# Anyone use 'The AVIA Guide to Home Theater'?



## SteveB

I have a plasma display and like the picture but wonder if I am getting the best picture I can. Anyone use Avia and get good results? Any comparable product?

Steve


----------



## Guest

I have used it, but it was quit a while ago, on a older Sony rear projection....it seemed to work out ok. 
I replaced that TV with a Sony SXRD, and I used the "Video Essentials" on this....it worked good for me.
I am going to try the AVIA on it, and compare the results, and let you know.


I am thinking about trying Spyder TV, but more expensive...not sure if it would be worth it.

hman


----------



## nova

I use Avia,... it did wonders for my old Mitsubishi 32" CRT and my current Panasonic 32" CRT,... though I have to admit I could not see much improvement after using it on my Sony 50" GWIII LCD, but still some. I give Avia a :T , well worth the purchase price.


----------



## RollsRoyce

I have AVIA, and use it and its sisters AVIA Pro and the Sound and Vision Home Theater Setup disc a lot!:T There's another product you should be aware of. Go on AVS Forum and search for "Get Gray". This is a set of patterns downloadable as a disc image file that can be burned to a disc. They were specifically designed for use with digital displays such as LCD, plasma, DLP, and so on, but can also be used with older analog (CRT) displays. I haven't personally used it, but lots of folks over there do. It is also highly recommended by the makers of the CalMAN video calibration software.


----------



## Sonnie

I looked but can't seem to find that Get Gray over at AVS. If someone does find it, let me know and I'll host it here in a Sticky Thread where it can be easily located.

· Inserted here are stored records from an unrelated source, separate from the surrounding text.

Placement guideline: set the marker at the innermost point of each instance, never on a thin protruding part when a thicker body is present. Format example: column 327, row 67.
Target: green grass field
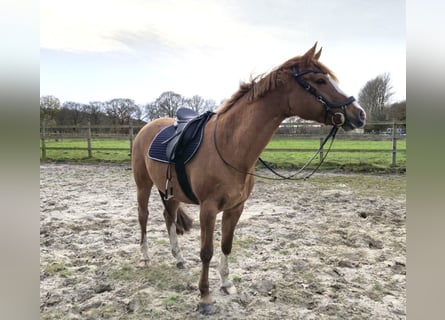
column 274, row 153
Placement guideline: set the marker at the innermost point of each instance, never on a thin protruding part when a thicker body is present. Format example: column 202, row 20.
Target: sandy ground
column 331, row 247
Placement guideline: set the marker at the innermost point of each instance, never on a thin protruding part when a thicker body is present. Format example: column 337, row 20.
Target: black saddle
column 188, row 125
column 178, row 144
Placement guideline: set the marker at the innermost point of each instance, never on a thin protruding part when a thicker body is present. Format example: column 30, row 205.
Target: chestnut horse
column 236, row 135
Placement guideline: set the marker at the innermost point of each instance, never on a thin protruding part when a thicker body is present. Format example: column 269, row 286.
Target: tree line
column 120, row 111
column 374, row 97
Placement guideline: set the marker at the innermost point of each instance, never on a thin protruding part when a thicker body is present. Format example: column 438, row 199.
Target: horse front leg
column 143, row 195
column 207, row 219
column 229, row 221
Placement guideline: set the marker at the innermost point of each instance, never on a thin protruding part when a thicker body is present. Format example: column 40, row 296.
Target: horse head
column 314, row 93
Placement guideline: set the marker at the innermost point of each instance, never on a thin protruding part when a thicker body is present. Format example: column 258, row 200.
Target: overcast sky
column 97, row 50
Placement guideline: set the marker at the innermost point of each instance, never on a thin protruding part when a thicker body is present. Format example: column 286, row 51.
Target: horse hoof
column 206, row 308
column 229, row 290
column 143, row 263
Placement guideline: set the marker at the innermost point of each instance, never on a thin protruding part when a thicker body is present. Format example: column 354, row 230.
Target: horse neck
column 247, row 130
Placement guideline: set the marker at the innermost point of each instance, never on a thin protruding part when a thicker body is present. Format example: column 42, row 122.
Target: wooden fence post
column 90, row 153
column 394, row 145
column 131, row 136
column 42, row 137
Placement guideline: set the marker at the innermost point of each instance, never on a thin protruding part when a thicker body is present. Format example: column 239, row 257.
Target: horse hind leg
column 177, row 222
column 143, row 195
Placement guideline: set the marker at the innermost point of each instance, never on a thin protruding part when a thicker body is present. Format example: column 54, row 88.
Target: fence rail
column 127, row 132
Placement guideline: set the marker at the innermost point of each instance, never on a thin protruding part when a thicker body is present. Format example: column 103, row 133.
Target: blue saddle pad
column 158, row 147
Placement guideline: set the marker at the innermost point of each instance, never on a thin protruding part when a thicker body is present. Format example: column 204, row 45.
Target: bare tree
column 94, row 112
column 120, row 110
column 165, row 106
column 397, row 111
column 49, row 106
column 375, row 96
column 199, row 104
column 71, row 113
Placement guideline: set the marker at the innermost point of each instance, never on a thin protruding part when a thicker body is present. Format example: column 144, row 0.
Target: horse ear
column 308, row 56
column 318, row 54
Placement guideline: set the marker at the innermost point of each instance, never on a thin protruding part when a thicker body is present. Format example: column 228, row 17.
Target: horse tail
column 183, row 221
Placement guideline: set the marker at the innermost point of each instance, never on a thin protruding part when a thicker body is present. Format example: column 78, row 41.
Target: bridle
column 329, row 106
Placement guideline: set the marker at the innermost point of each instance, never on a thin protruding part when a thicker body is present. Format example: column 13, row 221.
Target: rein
column 331, row 135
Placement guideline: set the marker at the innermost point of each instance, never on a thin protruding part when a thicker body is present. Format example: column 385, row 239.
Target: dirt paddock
column 331, row 247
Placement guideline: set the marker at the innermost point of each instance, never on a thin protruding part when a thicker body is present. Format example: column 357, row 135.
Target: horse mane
column 260, row 85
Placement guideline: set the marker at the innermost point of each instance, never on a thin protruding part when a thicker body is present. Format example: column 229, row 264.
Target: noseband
column 329, row 106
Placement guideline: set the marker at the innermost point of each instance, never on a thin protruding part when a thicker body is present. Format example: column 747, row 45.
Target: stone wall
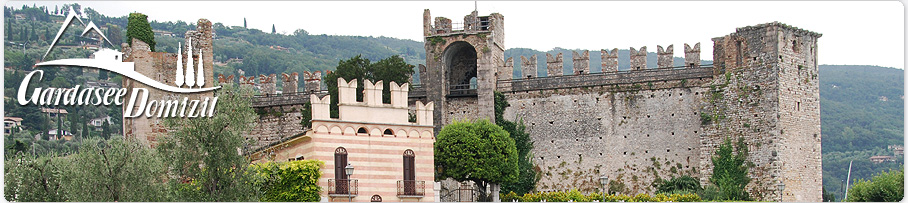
column 766, row 93
column 162, row 67
column 647, row 123
column 631, row 133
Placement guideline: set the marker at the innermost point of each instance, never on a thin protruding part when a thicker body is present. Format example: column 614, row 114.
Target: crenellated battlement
column 372, row 109
column 581, row 62
column 471, row 24
column 609, row 64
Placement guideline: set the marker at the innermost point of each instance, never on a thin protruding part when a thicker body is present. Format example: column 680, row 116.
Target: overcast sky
column 858, row 33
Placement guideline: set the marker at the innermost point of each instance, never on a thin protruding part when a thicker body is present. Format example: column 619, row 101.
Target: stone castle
column 633, row 125
column 162, row 67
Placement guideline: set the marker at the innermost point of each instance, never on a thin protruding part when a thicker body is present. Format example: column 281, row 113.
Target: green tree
column 479, row 151
column 33, row 179
column 114, row 171
column 526, row 180
column 203, row 152
column 114, row 35
column 386, row 70
column 884, row 187
column 730, row 170
column 828, row 196
column 390, row 69
column 105, row 129
column 678, row 185
column 292, row 181
column 139, row 28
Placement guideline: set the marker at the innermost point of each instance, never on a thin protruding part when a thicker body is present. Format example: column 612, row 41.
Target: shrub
column 576, row 196
column 884, row 187
column 678, row 185
column 292, row 181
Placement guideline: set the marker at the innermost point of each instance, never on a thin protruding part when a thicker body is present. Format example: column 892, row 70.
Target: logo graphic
column 111, row 60
column 139, row 103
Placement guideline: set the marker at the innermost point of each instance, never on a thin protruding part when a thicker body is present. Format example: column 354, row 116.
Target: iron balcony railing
column 462, row 90
column 342, row 187
column 411, row 188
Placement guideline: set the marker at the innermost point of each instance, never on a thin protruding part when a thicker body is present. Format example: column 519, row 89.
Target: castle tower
column 463, row 62
column 768, row 77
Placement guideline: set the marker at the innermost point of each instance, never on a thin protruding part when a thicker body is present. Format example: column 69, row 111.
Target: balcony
column 342, row 188
column 411, row 188
column 462, row 90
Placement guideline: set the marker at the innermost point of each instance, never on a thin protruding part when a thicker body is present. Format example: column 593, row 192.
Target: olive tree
column 479, row 151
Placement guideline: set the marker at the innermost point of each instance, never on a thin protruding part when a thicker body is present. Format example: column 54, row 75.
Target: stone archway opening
column 461, row 69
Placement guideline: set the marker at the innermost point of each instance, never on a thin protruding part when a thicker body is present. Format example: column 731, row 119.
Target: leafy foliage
column 139, row 28
column 293, row 181
column 730, row 170
column 857, row 122
column 33, row 179
column 203, row 152
column 479, row 151
column 386, row 70
column 576, row 196
column 678, row 185
column 114, row 170
column 527, row 177
column 885, row 187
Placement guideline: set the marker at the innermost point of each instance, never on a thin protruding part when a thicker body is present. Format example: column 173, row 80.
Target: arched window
column 409, row 172
column 340, row 161
column 376, row 198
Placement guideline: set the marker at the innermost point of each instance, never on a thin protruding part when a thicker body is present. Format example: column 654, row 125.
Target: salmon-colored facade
column 391, row 156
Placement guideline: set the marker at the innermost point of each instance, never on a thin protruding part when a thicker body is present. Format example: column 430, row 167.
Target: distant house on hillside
column 897, row 150
column 162, row 33
column 98, row 122
column 52, row 134
column 11, row 123
column 881, row 159
column 51, row 112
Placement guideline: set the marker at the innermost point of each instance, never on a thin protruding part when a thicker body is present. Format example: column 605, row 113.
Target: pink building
column 391, row 156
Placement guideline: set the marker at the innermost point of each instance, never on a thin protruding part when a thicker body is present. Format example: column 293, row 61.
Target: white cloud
column 867, row 33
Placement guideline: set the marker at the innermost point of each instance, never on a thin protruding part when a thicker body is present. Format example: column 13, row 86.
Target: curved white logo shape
column 125, row 69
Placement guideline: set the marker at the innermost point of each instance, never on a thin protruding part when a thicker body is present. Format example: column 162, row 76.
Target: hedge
column 576, row 196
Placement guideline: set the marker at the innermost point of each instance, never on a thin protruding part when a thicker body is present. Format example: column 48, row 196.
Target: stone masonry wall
column 766, row 93
column 631, row 133
column 162, row 68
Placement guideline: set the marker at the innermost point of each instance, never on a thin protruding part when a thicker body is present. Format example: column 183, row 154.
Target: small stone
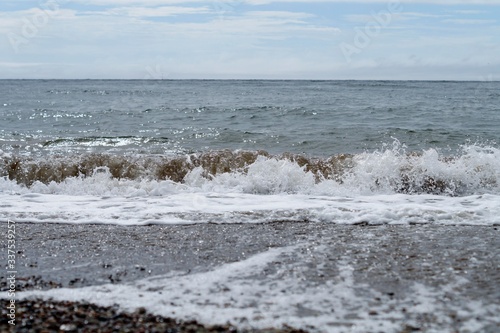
column 68, row 327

Phil M purchased CalMAN and is planning a review once he gets time.

I've used AVIA quite a bit and it seems to do pretty well.


----------



## RollsRoyce

Sonnie said:


> I looked but can't seem to find that Get Gray over at AVS. If someone does find it, let me know and I'll host it here in a Sticky Thread where it can be easily located.
> 
> Phil M purchased CalMAN and is planning a review once he gets time.
> 
> I've used AVIA quite a bit and it seems to do pretty well.


Whoops! That should've been "GetGray". My bad! And it can be found at www.calibrate.tv .

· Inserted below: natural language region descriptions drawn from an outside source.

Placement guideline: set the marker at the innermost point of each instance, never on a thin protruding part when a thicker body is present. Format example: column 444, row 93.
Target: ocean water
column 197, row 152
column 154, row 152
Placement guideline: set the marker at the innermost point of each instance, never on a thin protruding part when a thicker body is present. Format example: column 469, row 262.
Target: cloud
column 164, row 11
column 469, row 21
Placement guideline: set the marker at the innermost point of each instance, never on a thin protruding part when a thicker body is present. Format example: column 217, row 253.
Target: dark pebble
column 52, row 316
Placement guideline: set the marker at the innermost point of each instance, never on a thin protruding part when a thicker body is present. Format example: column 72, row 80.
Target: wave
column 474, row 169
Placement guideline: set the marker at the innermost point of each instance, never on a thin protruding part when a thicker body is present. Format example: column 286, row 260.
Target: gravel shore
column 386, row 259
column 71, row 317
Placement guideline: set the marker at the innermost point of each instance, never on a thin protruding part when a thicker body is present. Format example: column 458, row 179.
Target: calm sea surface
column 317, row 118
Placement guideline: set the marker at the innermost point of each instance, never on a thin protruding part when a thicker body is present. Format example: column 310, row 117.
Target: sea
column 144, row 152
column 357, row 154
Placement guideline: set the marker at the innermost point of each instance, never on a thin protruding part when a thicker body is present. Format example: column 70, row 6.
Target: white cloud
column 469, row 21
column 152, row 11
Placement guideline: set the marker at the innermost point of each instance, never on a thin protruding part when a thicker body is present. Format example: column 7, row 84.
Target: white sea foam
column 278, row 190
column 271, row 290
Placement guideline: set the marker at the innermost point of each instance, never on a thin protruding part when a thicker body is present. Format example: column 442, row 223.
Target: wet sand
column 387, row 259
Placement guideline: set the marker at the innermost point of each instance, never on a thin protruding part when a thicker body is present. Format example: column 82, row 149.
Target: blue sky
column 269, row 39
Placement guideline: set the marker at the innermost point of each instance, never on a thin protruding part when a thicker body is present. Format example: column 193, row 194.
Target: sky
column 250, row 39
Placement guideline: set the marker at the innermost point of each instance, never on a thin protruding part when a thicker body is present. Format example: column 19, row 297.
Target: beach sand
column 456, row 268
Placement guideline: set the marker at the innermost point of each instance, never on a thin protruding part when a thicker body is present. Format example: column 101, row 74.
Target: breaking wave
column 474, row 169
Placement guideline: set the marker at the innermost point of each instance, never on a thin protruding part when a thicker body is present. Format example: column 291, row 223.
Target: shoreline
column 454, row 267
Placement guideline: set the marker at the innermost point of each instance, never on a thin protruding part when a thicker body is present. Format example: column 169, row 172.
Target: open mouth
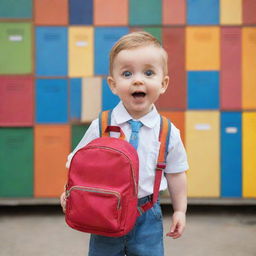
column 139, row 94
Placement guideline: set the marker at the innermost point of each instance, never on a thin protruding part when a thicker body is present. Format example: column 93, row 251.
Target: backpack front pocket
column 94, row 208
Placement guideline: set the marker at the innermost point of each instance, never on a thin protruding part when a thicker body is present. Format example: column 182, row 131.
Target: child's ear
column 165, row 84
column 112, row 84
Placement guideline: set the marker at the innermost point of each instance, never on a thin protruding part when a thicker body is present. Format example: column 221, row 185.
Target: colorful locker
column 178, row 119
column 51, row 41
column 81, row 12
column 51, row 12
column 249, row 153
column 249, row 10
column 16, row 48
column 51, row 101
column 81, row 46
column 248, row 68
column 16, row 100
column 52, row 146
column 202, row 12
column 202, row 145
column 105, row 38
column 12, row 9
column 174, row 12
column 230, row 12
column 174, row 44
column 203, row 89
column 110, row 13
column 155, row 31
column 109, row 100
column 230, row 76
column 75, row 100
column 231, row 155
column 78, row 132
column 202, row 48
column 145, row 12
column 91, row 95
column 16, row 157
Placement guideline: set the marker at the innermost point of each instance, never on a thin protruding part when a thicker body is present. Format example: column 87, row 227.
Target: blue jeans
column 145, row 239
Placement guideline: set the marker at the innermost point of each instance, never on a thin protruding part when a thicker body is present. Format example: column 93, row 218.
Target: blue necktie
column 135, row 126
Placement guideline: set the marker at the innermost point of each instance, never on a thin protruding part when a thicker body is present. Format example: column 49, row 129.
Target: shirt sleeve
column 177, row 158
column 91, row 134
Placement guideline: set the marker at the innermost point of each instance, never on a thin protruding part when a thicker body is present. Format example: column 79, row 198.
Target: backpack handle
column 111, row 128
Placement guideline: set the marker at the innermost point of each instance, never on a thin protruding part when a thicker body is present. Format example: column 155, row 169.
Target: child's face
column 138, row 78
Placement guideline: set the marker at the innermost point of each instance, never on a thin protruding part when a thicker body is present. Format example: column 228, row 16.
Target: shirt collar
column 121, row 116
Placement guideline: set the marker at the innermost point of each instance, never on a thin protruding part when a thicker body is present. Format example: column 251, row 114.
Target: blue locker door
column 75, row 99
column 203, row 90
column 51, row 101
column 51, row 51
column 109, row 100
column 105, row 38
column 81, row 12
column 231, row 170
column 201, row 12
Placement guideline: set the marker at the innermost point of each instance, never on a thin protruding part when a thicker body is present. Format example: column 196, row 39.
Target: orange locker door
column 52, row 146
column 202, row 144
column 249, row 154
column 178, row 119
column 81, row 57
column 91, row 98
column 249, row 68
column 202, row 48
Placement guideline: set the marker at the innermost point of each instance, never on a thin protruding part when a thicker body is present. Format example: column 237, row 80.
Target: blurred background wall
column 53, row 68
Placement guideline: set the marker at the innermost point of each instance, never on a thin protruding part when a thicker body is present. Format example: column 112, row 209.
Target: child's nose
column 138, row 80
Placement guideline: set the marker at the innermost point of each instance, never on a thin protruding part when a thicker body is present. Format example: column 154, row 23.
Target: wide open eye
column 149, row 72
column 126, row 73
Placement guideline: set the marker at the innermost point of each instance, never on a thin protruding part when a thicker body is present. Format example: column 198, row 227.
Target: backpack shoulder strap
column 164, row 138
column 104, row 120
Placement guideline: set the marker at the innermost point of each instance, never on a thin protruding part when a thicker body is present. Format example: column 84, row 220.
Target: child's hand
column 63, row 202
column 178, row 225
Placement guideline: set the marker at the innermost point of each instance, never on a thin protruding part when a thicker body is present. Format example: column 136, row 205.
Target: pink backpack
column 102, row 187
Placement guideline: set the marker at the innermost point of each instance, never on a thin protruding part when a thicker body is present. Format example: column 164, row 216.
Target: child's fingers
column 63, row 202
column 175, row 231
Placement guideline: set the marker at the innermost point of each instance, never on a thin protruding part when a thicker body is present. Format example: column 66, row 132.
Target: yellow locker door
column 231, row 12
column 202, row 48
column 249, row 154
column 91, row 98
column 249, row 68
column 80, row 44
column 202, row 144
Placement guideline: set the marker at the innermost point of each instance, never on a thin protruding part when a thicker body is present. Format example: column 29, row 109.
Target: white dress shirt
column 148, row 147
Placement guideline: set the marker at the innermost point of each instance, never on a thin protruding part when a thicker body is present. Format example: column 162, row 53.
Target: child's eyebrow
column 149, row 66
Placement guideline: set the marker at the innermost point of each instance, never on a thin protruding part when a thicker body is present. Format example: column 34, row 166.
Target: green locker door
column 202, row 144
column 16, row 48
column 16, row 158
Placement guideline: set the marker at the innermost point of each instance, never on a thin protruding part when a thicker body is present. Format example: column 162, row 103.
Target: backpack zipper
column 96, row 190
column 133, row 174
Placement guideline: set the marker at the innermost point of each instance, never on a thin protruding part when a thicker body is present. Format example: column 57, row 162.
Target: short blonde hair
column 136, row 40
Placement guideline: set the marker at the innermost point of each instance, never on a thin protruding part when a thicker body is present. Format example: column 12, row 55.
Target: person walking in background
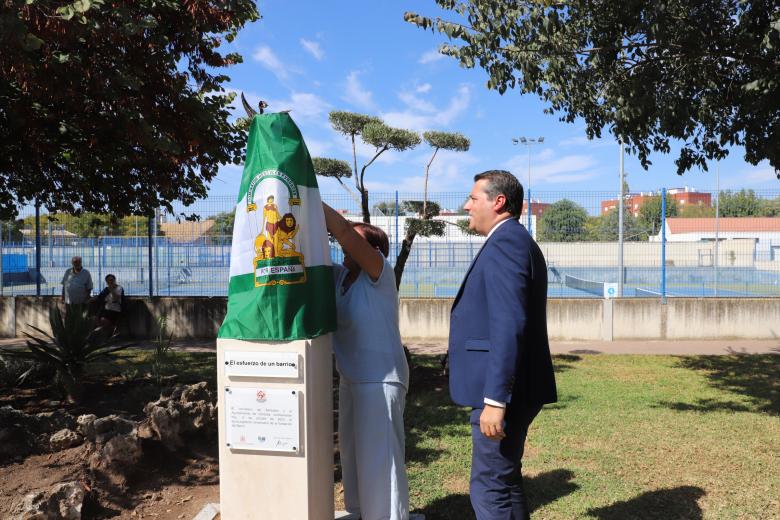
column 76, row 284
column 111, row 303
column 374, row 375
column 499, row 355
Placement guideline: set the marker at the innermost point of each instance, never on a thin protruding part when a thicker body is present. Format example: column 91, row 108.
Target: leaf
column 81, row 6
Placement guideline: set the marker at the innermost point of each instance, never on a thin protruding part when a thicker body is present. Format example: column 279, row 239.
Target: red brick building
column 683, row 196
column 537, row 208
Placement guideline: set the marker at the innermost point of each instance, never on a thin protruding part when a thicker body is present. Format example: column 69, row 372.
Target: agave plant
column 73, row 343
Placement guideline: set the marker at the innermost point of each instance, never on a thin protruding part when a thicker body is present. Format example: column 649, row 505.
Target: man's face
column 482, row 211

I also have CalMAN, and it works very well indeed. I purchased it bundled with an EyeOne Pro spectrophotometer with an eye to being able to calibrate LCD/DLP/Plasma/LCoS FP and RP displays (when I finally get one) as well as my trusty CRT RPTV. IMHO, the only real drawback is that it currently must be used with MS Excel, so you have the additional expense of another software package. The next major release of CalMAN, later this year, is planned to be a standalone app. I'm eagerly looking forward to that! :bigsmile:


----------



## Sonnie

Hmmm... looks like that might require some investigating.


----------



## RollsRoyce

I "purchased" the GetGray disc today after posting the above messages. I haven't had time to really go through all the patterns on the disc, but the ones I have seen look very good and are unique to this disc.

More to follow! :yes:


----------



## Sonnie

Hey Royce... if you'll start a new thread outlining the instructions and give us somewhat of a review... I'll make it a Sticky... :T


----------



## RollsRoyce

OK, Sonnie. There aren't any instructions for the disc in the download package, but I'll do what I can. Might be a couple of days before I can get started with the review, though. Tonight's the end of my "weekend", and I need time to go through the patterns and do a write-up.

Note: I just found the readme file on the GetGray website and have downloaded it. I'll read through it a little later.


----------



## Sonnie

Thanks! Maybe it will help some of us. I'll probably have some questions, but I'll ask them in that thread.


----------